Other than the above, there are no hills to climb when you are in the Maldives. Everyone has the same view, it's a sea-level view and it's pretty darn nice. Mrs. Gym was happy, she had gotten her beach vacation.

Gym was inspired whilst in the Maldives. As a university-trained scientist, an education that was mostly wasted after Gym discovered the ecosystem of the business world, it was decided that it was time that he gave something back.  He would undertake a meticulous and rigorous study of a worrisome aspect of the environment vis-a-vis the Maldives.There was a very valid concern and answers were needed! And so, after breakfast each morning, Gym got to work. He staked out a nice sandy spot from which he could make observations. Was the sea level rising, as the ice caps melted? Were these sandy islands disappearing? Data was gathered each day. The very controlled, scientific scrutiny was made by peering out upon the shoreline from a chaise lounge and then triangulating distances from the space between Gym's toes and the delta between the waterlines at high and low tides. Focus was on that point where the sand met that beautiful turquoise blue of water over the reef. Gym sweated during these long hours of crucial, high-priority work.
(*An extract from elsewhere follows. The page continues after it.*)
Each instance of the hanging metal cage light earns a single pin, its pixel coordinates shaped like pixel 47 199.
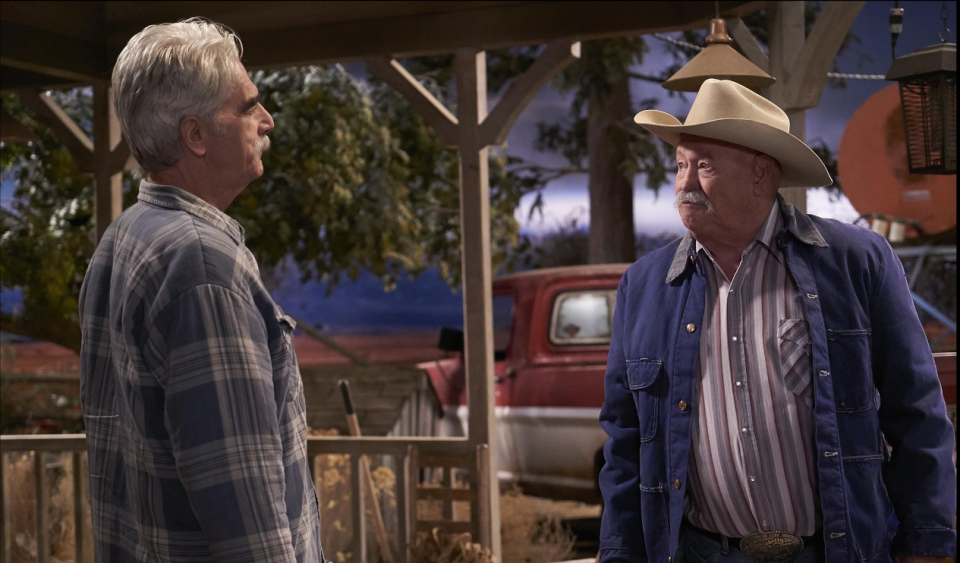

Thankfully, he did not have to interrupt his travails to get a cool drink because the first-rate Four Seasons staff were always close by so that Gym could continue his important work. Just so you know, the findings of Gym's epic study revealed no sea level rise while our intrepid couple was in the Maldives.

This is where Gym conducted his experiment


Not enough can be said about the service at Four Seasons Kuda Huraa. Our veteran travelers were catered to on a very high level by a truly outstanding resort staff. Everything on Kuda Huraa is ably overseen by a cohort of truly great hotel management professionals. And the multi-national staff with many proud members made this week-long beach escape truly memorable. Gym and his lovely sidekick very much appreciated the unique Kuda Huraa family that scooped out generous portions of hospitality so that one need not feel isolated on such a small lens of land in the middle of the ocean.

At night, this is where fresh meats and the daily catch was smoked
to perfection

The neatly trimmed gardens on the sandy center of Kuda Huraa
Mrs. Gym at the Italian themed outdoor restaurant facing west

a very colorful carpaccio appetizer

The Four Seasons has exclusive use of Kuda Huraa and it appears this is a common resort model in the Maldives. I believe Four Seasons may have been the first to build such a resort but today when you look at Tripadvisor there are dozens of resorts all around the Maldives where guests can enjoy the very favorable tropical climate of the country on isolated islands, without really experiencing the culture of the country. Maybe on a future trip Gym can tour Male and experience the uniqueness of this sovereign state.

a beautiful sunset from the southwest tip of the island


If the trip from China to the Maldives was notable, the odyssey of returning home from this vacation also needs to be examined. In the man vs. travel chronicles, that return trip was monumental. Suffice it to say, our travelers gained unwanted knowledge of how substandard China Eastern Airlines is compared to other airlines, how large Terminals 1 and 2 of the Shanghai International Airport are,  how many security breaches you cross in a single day, and finally, how nice it would have been to have spoken mandarin on this trip. Somehow the tired and cranky Canadian adventurers did finally make the Air Canada connection and made their way east, over the vast Pacific Ocean to their beloved homeland.

It is interesting to note that as the author finishes this posting, the Covid-19 virus is raging across China and there are confirmed cases of the illness in dozens of other countries. The timing of the trip was perfect in that it predated any news of the epidemic by a couple of months. Our travelers were lucky that they were able to witness a seemingly healthy, buoyant and open China when they were there. At this point in early 2020 a trip such as this would not be possible under the circumstances. Gym hopes that China will get back to normal soon.

Next month, our travelers take off again, on a mission of discovery. Their goal will be to see if there is truth in the rumor that there are leprechauns in Savannah, Georgia.